Trois autres éléments méritent d’être signalés pour expliquer la grande réussite du roman. D’abord, les personnages sont plus vrais que nature : le survenant, Didace, Amable, Phonsine, Angélina, Marie-Amanda, les Provençal, les Salvail, David Desmarais. Tous les personnages principaux ont une certaine complexité, jamais ils ne sont caricaturés, jamais ils ne sont des pantins dans les mains d’un romancier : ils ont une personnalité, des valeurs, un physique… Pour tout dire, Guèvremont nous fait oublier que ce sont des personnages fictifs.

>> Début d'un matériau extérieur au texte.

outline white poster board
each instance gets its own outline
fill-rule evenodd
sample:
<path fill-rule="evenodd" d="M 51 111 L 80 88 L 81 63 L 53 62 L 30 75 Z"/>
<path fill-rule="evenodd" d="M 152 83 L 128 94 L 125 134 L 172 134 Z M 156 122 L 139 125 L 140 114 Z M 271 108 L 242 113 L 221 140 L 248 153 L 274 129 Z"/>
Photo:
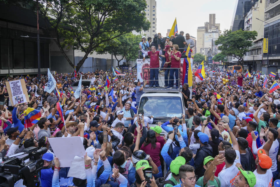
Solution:
<path fill-rule="evenodd" d="M 75 156 L 83 158 L 85 150 L 80 136 L 52 138 L 50 144 L 60 162 L 60 167 L 70 167 Z"/>

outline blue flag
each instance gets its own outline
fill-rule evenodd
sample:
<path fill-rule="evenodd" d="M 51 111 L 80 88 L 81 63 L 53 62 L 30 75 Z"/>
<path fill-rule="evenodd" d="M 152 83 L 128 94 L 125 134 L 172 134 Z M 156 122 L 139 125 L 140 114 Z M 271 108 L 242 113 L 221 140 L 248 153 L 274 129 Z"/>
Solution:
<path fill-rule="evenodd" d="M 50 73 L 49 68 L 48 68 L 48 81 L 47 86 L 45 87 L 44 91 L 50 93 L 55 88 L 56 81 L 52 76 L 52 75 Z"/>
<path fill-rule="evenodd" d="M 82 88 L 82 77 L 81 76 L 81 78 L 80 79 L 80 81 L 79 81 L 78 87 L 75 91 L 75 92 L 74 93 L 74 96 L 76 99 L 78 99 L 80 97 L 80 95 L 81 94 L 81 89 Z"/>

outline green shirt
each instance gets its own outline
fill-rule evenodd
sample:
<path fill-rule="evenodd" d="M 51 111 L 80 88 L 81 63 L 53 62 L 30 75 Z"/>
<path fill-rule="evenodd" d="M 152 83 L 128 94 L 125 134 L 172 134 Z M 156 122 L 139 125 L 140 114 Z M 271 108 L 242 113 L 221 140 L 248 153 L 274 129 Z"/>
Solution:
<path fill-rule="evenodd" d="M 171 178 L 169 179 L 169 181 L 171 181 L 173 182 L 174 183 L 174 184 L 175 184 L 175 185 L 177 185 L 177 184 L 178 184 L 180 183 L 180 182 L 177 182 L 177 181 L 176 180 L 176 179 L 173 177 L 173 175 L 172 174 L 171 174 Z M 165 187 L 173 187 L 174 186 L 172 186 L 170 184 L 166 184 L 165 185 Z"/>
<path fill-rule="evenodd" d="M 260 120 L 260 121 L 259 122 L 258 125 L 258 131 L 259 133 L 260 132 L 260 129 L 262 128 L 262 125 L 263 125 L 264 127 L 266 127 L 266 124 L 264 121 Z"/>
<path fill-rule="evenodd" d="M 219 184 L 218 184 L 217 183 L 217 181 L 216 181 L 216 179 L 214 179 L 214 181 L 210 181 L 209 180 L 208 181 L 208 182 L 207 183 L 206 183 L 206 184 L 205 185 L 203 185 L 203 177 L 204 176 L 202 176 L 199 179 L 198 179 L 198 180 L 197 180 L 197 181 L 196 182 L 197 185 L 198 185 L 199 186 L 203 186 L 204 187 L 207 187 L 207 186 L 215 186 L 215 187 L 218 187 L 219 186 Z M 220 186 L 221 182 L 220 181 L 220 180 L 218 179 L 218 177 L 217 178 L 217 179 L 218 179 L 218 181 L 219 181 L 219 183 L 220 184 Z M 207 184 L 207 183 L 208 183 Z"/>
<path fill-rule="evenodd" d="M 187 126 L 187 128 L 189 128 L 190 129 L 192 128 L 192 119 L 193 119 L 193 116 L 192 116 L 189 119 L 188 121 L 188 125 Z"/>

Le second élément, c’est la description exceptionnelle d’un milieu physique tout aussi exceptionnel, les îles de Sorel, le Chenal-du-Moine, sa faune et sa flore, à la fois milieu agricole et marin, domaine des agriculteurs sédentaires et des chasseurs nomades, milieu d’enracinement et d’évasion. Enfin, il y a l’écriture de Germaine Guèvremont, une écriture sensible à la couleur locale, toujours juste, jamais sur-écrite, bien rythmée, tantôt poétique, tantôt réaliste : « Le lendemain, à la sortie de la messe, Angélina, le cœur encore serré, s'achemina vers sa voiture, n'osant parler à qui que ce soit, sur le perron de l'église, ni lever la vue sur personne. Tout à coup elle s'arrêta, éblouie ; éblouie et à la fois effrayée de se tromper. Son cœur battait fort contre sa poitrine comme pour s'en échapper et courir au-devant du bonheur. Elle le comprima à deux mains et écouta : dans le midi bleu, un grand rire clair se mêlait à la cloche de l'angélus et les deux sonnaient l'allégresse à pleine volée. Angélina tourna légèrement la tête. Parmi un groupe de jeunes paysans habillés d'amples complets de drap noir, coiffés de casquettes beiges et chaussés de bottines bouledogues, selon la mode du jour, la figure colorée du Survenant, les cheveux roux au vent, tranchait sur le rideau de ciel pur. Il aperçut Angélina ; de sa démarche molle et nonchalante, il s'avança vers elle. » ***** [voir aussi : Le Survenant (coupures)]


Comme tous les romans parus chez Beauchemin, Le Survenant fut publié à compte d'auteur. Il a connu une carrière internationale. En 1946, il est paru aux éditions Plon à Paris. En 1950, le roman, accompagné de Marie-Didace, a été traduit et publié au Canada anglais et aux États-Unis sous le titre The Outlander, et à Londres sous celui de Monk’s Reach.


Germaine Guèvremont sur Laurentiana

3 commentaires:

Jean-F.Raynault a dit...

Le Survenant, a été un téléroman de R.-C. surtout qui a marqué notre vécu de jeunesse. Si on retourne dans les années 1950s, l'émission a été aussi populaire que l'a été "Séraphin" de Claude-Henri Grignon, "Le Temps d'une Paix" ou "La famille Plouffe" de Roger Lemelin. Le personnage de Beau-blanc, avec son bégaiement, a surtout marqué la série comme les affrontements entre Odilon et Le Survenant pour la charmante Bedette. Quelle belle série, quel beau roman. C'est à ce moment-là qu'on aurait aimé devenir écrivain.
Jean-F. Raynault, Outaouis.QC

J.-L. Lessard a dit...

Merci du témoignage, M. Raynault.
Personnellement, je n'ai pas de souvenirs de cette série. J'ai vu certains épisodes en reprise. Il me semble qu'Ovila Légaré était bon en Didace Beauchemin et que Jean Coutu faisait un Survenant tout à fait crédible. J'ai aussi bien en tête le thème d'ouverture : Greensleaves (http://youtu.be/P5ItNxpwChE).

Anonyme a dit...

Bel article, pourriez-vous nous dire de quelles pages sont tirées vos citations? Merci.